I have yet to identify the cause of this problem. @TSSlade

TSSlade commented 4 years ago

The command you've pasted there is not invoking the survey weights. Did you accidentally elide that from this issue, or is it possible that you're running the mean commands on naïve/unweighted data?

ColeCampton commented 4 years ago

Ah okay, i did forget the weights. Let me reassess

ColeCampton commented 4 years ago

`global DRC_src = "....\unesco_equity\data\d.PUF_DRC_Baseline_Endline Grade 2-4-6 French Sample A\PUF_3.DRC2010_2014-Baseline_Endline_grade2-4-6_EGRA-EGMA_French_SampleA.dta"

use "$DRC_src", clear

summarize orf if treat_phase ==6 & grade ==2

Variable | Obs Mean Std. Dev. Min Max -------------+--------------------------------------------------------- orf | 0

summarize orf if treat_phase ==6 & grade ==4

Variable | Obs Mean Std. Dev. Min Max -------------+--------------------------------------------------------- orf | 1,725 7.878551 13.91502 0 141

The output from from running my DRC preprocessing do file reports 32.465 for the first and empty for the second. Admittedly this is like an issue with how I am using 00_apply_analysis.do

TSSlade commented 4 years ago

What's the count of observations in each of those subpops? (Esp. the first one)

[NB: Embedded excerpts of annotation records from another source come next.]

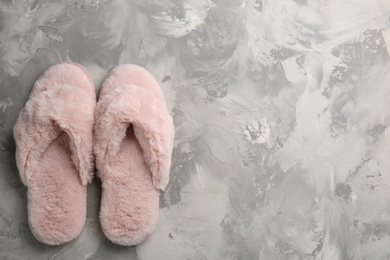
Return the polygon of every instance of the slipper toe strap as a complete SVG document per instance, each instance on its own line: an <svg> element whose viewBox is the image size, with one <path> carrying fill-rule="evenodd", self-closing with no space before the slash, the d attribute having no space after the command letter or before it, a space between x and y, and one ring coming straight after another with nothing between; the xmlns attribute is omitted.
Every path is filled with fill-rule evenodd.
<svg viewBox="0 0 390 260"><path fill-rule="evenodd" d="M137 85L117 87L99 101L95 114L95 156L100 177L120 149L129 125L134 128L157 189L169 182L173 120L165 102Z"/></svg>
<svg viewBox="0 0 390 260"><path fill-rule="evenodd" d="M21 111L14 127L16 162L23 183L31 179L29 166L62 132L69 136L71 160L83 185L93 175L92 131L95 102L80 88L54 86L35 95Z"/></svg>

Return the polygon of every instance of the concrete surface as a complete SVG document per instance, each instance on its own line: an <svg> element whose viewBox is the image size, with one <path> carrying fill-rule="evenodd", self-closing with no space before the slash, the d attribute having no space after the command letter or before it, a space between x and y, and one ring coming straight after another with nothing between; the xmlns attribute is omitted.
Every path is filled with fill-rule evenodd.
<svg viewBox="0 0 390 260"><path fill-rule="evenodd" d="M0 1L0 259L390 259L388 0ZM12 127L60 61L146 67L175 119L158 227L29 231Z"/></svg>

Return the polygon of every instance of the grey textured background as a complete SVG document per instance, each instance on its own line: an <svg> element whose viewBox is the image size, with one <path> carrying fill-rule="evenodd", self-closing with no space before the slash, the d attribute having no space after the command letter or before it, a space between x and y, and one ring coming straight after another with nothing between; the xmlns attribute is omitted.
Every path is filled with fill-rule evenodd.
<svg viewBox="0 0 390 260"><path fill-rule="evenodd" d="M0 1L0 259L390 259L390 1ZM122 63L160 82L171 182L142 245L29 231L12 127L72 60L96 90Z"/></svg>

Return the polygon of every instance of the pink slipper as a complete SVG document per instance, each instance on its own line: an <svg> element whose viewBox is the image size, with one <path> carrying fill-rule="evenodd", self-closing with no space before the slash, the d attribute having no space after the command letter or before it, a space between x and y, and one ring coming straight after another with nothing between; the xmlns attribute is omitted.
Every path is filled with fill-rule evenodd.
<svg viewBox="0 0 390 260"><path fill-rule="evenodd" d="M159 189L169 181L172 117L153 76L126 64L103 82L95 122L103 231L114 243L138 244L156 226Z"/></svg>
<svg viewBox="0 0 390 260"><path fill-rule="evenodd" d="M68 242L83 230L95 103L92 79L82 66L60 63L35 82L14 127L30 229L45 244Z"/></svg>

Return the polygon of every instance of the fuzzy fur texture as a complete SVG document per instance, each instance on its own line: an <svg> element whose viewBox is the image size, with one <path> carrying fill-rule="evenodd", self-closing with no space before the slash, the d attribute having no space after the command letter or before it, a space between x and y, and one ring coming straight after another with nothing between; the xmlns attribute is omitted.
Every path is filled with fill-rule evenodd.
<svg viewBox="0 0 390 260"><path fill-rule="evenodd" d="M29 225L43 243L68 242L84 227L95 104L88 73L79 64L60 63L35 82L14 127Z"/></svg>
<svg viewBox="0 0 390 260"><path fill-rule="evenodd" d="M116 67L103 82L95 122L103 231L117 244L141 243L155 228L173 147L173 120L157 81L139 66Z"/></svg>

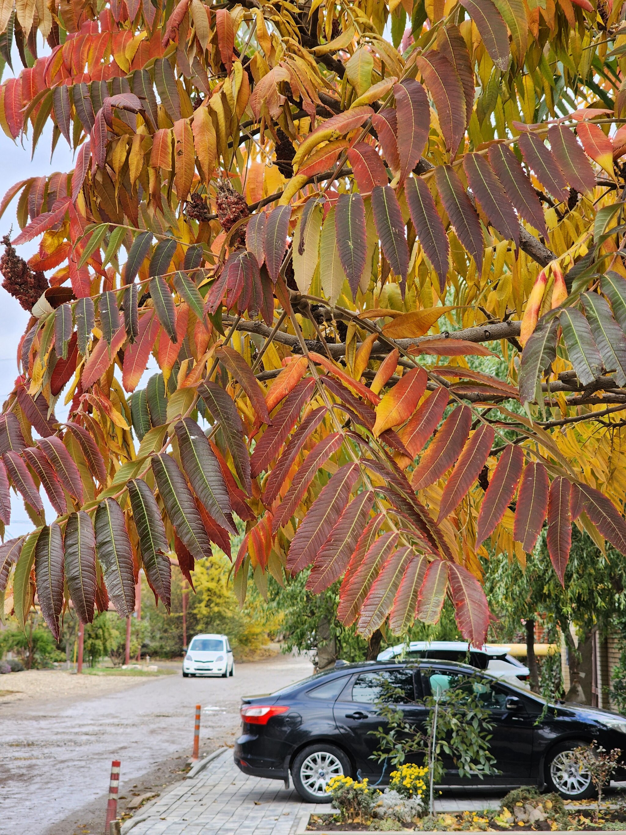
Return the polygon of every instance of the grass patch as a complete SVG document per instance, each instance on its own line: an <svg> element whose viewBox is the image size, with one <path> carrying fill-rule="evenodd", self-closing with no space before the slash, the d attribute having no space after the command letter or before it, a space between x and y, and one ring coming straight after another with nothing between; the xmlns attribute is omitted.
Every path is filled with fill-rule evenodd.
<svg viewBox="0 0 626 835"><path fill-rule="evenodd" d="M176 670L120 670L119 667L83 667L83 675L88 676L126 676L143 678L157 678L159 676L175 676Z"/></svg>

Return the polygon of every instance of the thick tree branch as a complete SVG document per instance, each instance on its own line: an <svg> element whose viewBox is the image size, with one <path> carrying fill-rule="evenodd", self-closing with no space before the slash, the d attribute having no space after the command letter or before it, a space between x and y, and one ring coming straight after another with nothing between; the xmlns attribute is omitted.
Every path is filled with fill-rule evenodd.
<svg viewBox="0 0 626 835"><path fill-rule="evenodd" d="M230 325L233 320L230 317L225 317L224 321L225 323ZM521 324L519 321L498 321L490 325L479 325L477 327L465 327L460 331L444 331L442 333L436 333L429 337L396 339L394 344L406 351L413 346L422 345L433 339L462 339L468 342L487 342L498 339L508 339L510 337L519 336ZM263 322L246 321L243 319L237 325L237 330L246 333L256 333L260 337L268 337L271 333L271 329ZM278 331L274 338L277 342L288 345L292 348L300 347L298 337L290 333L285 333L284 331ZM317 340L307 339L305 342L309 351L326 353L324 346ZM344 342L329 343L328 350L333 358L336 359L346 353L346 344ZM388 354L391 350L390 346L383 342L376 342L371 347L372 355Z"/></svg>

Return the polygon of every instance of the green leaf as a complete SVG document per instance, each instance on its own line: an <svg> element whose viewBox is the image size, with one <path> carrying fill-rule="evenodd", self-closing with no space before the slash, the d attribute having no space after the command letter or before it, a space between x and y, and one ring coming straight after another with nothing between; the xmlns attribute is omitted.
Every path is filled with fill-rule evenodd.
<svg viewBox="0 0 626 835"><path fill-rule="evenodd" d="M168 419L168 400L165 396L165 381L163 374L153 374L146 387L148 411L153 426L163 426Z"/></svg>
<svg viewBox="0 0 626 835"><path fill-rule="evenodd" d="M563 308L558 320L563 328L569 362L574 367L581 386L588 386L602 373L603 362L593 342L589 323L573 307Z"/></svg>
<svg viewBox="0 0 626 835"><path fill-rule="evenodd" d="M626 332L626 279L608 270L600 279L600 289L611 302L613 315Z"/></svg>
<svg viewBox="0 0 626 835"><path fill-rule="evenodd" d="M204 301L194 282L183 272L174 275L174 286L181 299L184 299L195 313L199 321L204 321Z"/></svg>
<svg viewBox="0 0 626 835"><path fill-rule="evenodd" d="M409 270L409 249L402 212L396 192L391 185L374 186L371 191L371 206L382 251L394 273L401 279L401 290L404 296Z"/></svg>
<svg viewBox="0 0 626 835"><path fill-rule="evenodd" d="M172 602L172 569L167 556L169 547L161 513L152 490L144 481L134 478L128 486L146 577L169 614Z"/></svg>
<svg viewBox="0 0 626 835"><path fill-rule="evenodd" d="M98 310L100 314L100 326L103 336L107 345L110 346L114 334L117 333L121 324L119 311L118 310L118 299L112 290L102 294L98 303Z"/></svg>
<svg viewBox="0 0 626 835"><path fill-rule="evenodd" d="M71 514L65 526L65 579L81 623L93 620L96 599L96 539L84 510Z"/></svg>
<svg viewBox="0 0 626 835"><path fill-rule="evenodd" d="M599 348L604 367L614 371L618 386L626 385L626 336L611 315L608 302L598 293L581 296L587 321Z"/></svg>
<svg viewBox="0 0 626 835"><path fill-rule="evenodd" d="M109 596L120 617L130 617L134 610L133 549L124 514L114 498L105 498L98 505L94 528Z"/></svg>
<svg viewBox="0 0 626 835"><path fill-rule="evenodd" d="M150 430L150 414L144 388L137 389L130 396L130 419L139 441L143 441L146 433Z"/></svg>
<svg viewBox="0 0 626 835"><path fill-rule="evenodd" d="M108 231L109 231L108 223L103 223L101 225L96 226L96 228L93 230L93 233L89 238L89 242L87 244L84 250L83 250L83 255L80 256L78 260L79 270L82 266L85 266L85 264L87 263L87 260L90 258L96 251L96 250L102 243L103 239L104 238L104 235L107 234Z"/></svg>
<svg viewBox="0 0 626 835"><path fill-rule="evenodd" d="M74 315L78 337L78 353L84 357L87 353L87 344L96 321L93 312L93 300L88 297L78 299L74 306Z"/></svg>
<svg viewBox="0 0 626 835"><path fill-rule="evenodd" d="M107 264L115 257L122 245L124 240L124 236L128 231L124 226L116 226L115 229L111 232L111 236L109 239L109 246L107 246L107 250L104 253L104 258L102 261L103 267L105 267Z"/></svg>
<svg viewBox="0 0 626 835"><path fill-rule="evenodd" d="M126 230L124 230L124 231L125 232ZM113 239L113 235L111 235L111 239ZM150 249L151 242L152 232L139 232L131 244L130 250L129 250L129 257L124 267L124 284L131 284L134 281L137 277L137 273L139 271L139 267L144 263ZM110 248L110 246L111 244L109 243L109 248ZM109 249L107 249L107 251L104 254L105 261L108 255Z"/></svg>
<svg viewBox="0 0 626 835"><path fill-rule="evenodd" d="M235 536L237 530L230 516L230 496L220 462L206 435L190 418L179 421L174 429L180 462L194 493L217 524Z"/></svg>
<svg viewBox="0 0 626 835"><path fill-rule="evenodd" d="M194 559L210 557L211 545L202 518L176 462L171 456L161 453L152 459L152 472L159 495L183 544Z"/></svg>
<svg viewBox="0 0 626 835"><path fill-rule="evenodd" d="M167 238L165 240L159 241L152 258L150 258L150 266L148 268L148 275L150 278L154 276L163 276L168 271L168 267L172 262L177 246L178 243L174 238Z"/></svg>
<svg viewBox="0 0 626 835"><path fill-rule="evenodd" d="M426 94L424 95L426 96ZM339 260L348 279L350 289L352 291L352 298L356 299L359 281L365 270L367 252L365 205L361 195L339 195L335 207L335 230Z"/></svg>
<svg viewBox="0 0 626 835"><path fill-rule="evenodd" d="M26 539L19 554L13 574L13 607L21 629L25 628L26 618L33 605L30 573L35 562L35 547L40 530L33 531Z"/></svg>
<svg viewBox="0 0 626 835"><path fill-rule="evenodd" d="M326 215L320 238L320 280L324 295L331 305L339 298L346 280L337 246L336 211L336 207L333 206Z"/></svg>
<svg viewBox="0 0 626 835"><path fill-rule="evenodd" d="M160 276L152 279L149 287L152 303L154 305L159 321L169 339L175 344L179 341L176 333L176 306L169 287Z"/></svg>
<svg viewBox="0 0 626 835"><path fill-rule="evenodd" d="M71 306L59 305L54 311L54 350L61 359L68 358L68 343L73 331Z"/></svg>
<svg viewBox="0 0 626 835"><path fill-rule="evenodd" d="M435 180L450 222L459 240L474 259L480 275L482 271L484 242L476 210L451 165L437 165L435 169Z"/></svg>
<svg viewBox="0 0 626 835"><path fill-rule="evenodd" d="M250 455L244 443L244 425L233 398L221 386L210 381L198 387L198 393L206 403L214 420L220 423L226 446L233 457L237 475L244 490L250 496L252 492Z"/></svg>

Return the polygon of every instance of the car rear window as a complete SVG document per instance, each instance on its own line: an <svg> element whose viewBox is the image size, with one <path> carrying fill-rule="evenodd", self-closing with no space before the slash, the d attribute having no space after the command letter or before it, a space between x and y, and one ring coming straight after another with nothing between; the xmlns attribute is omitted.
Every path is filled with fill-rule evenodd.
<svg viewBox="0 0 626 835"><path fill-rule="evenodd" d="M380 672L361 673L352 685L352 701L374 702L384 698L385 681L401 693L389 699L397 704L415 701L413 673L411 670L381 670Z"/></svg>
<svg viewBox="0 0 626 835"><path fill-rule="evenodd" d="M326 684L321 684L319 687L306 691L310 699L326 699L328 701L335 701L346 686L347 676L341 678L331 679Z"/></svg>
<svg viewBox="0 0 626 835"><path fill-rule="evenodd" d="M221 638L194 638L189 652L221 652L224 641Z"/></svg>

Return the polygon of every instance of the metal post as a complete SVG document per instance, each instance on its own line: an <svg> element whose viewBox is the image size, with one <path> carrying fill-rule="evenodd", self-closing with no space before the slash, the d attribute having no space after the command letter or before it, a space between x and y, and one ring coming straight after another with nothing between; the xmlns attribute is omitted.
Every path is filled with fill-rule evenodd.
<svg viewBox="0 0 626 835"><path fill-rule="evenodd" d="M119 790L119 760L114 760L111 763L111 780L109 784L109 802L107 803L107 820L104 824L104 832L109 831L111 821L114 821L118 817L118 792Z"/></svg>
<svg viewBox="0 0 626 835"><path fill-rule="evenodd" d="M137 620L139 621L141 620L141 576L137 580L135 600L137 600ZM139 640L139 648L137 650L137 660L141 660L141 640Z"/></svg>
<svg viewBox="0 0 626 835"><path fill-rule="evenodd" d="M85 627L84 624L78 624L78 662L76 667L77 673L83 672L83 648L84 646L85 640Z"/></svg>
<svg viewBox="0 0 626 835"><path fill-rule="evenodd" d="M187 649L187 580L183 580L183 649Z"/></svg>
<svg viewBox="0 0 626 835"><path fill-rule="evenodd" d="M126 618L126 653L124 664L130 664L130 618Z"/></svg>
<svg viewBox="0 0 626 835"><path fill-rule="evenodd" d="M434 783L435 783L435 744L437 742L437 715L439 711L439 697L441 696L441 688L437 688L437 695L435 696L435 716L432 720L432 734L431 735L431 751L430 751L430 762L428 764L428 770L430 772L431 778L431 797L428 802L428 814L432 816L435 813L435 799L434 799Z"/></svg>
<svg viewBox="0 0 626 835"><path fill-rule="evenodd" d="M191 762L197 762L200 758L200 710L199 705L195 706L195 725L194 726L194 753L191 755Z"/></svg>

ColeCampton commented 4 years ago

1795 and 1745 respectively

TSSlade commented 4 years ago

Which disagrees with the output of the summary command above... That is seriously weird. Maybe we need a screenshare to investigate.

ColeCampton commented 4 years ago

Yes, however count if treat_phase==6 & grade==4 & !missing(orf) returns 1725 which does agree. It seems there are many missing orf values. The confusion part was that the missing values were not where I expected them in the excel sheet. I would be happy to screenshare and see what we can find tomorrow

ColeCampton commented 4 years ago

Error ended up being numerical indexing into subpopulation summary statistic matrix producing unexpected results when there are subpopulations with missing orf data. The fix was feature name indexing along with populating variables as empty when the orf data is missing.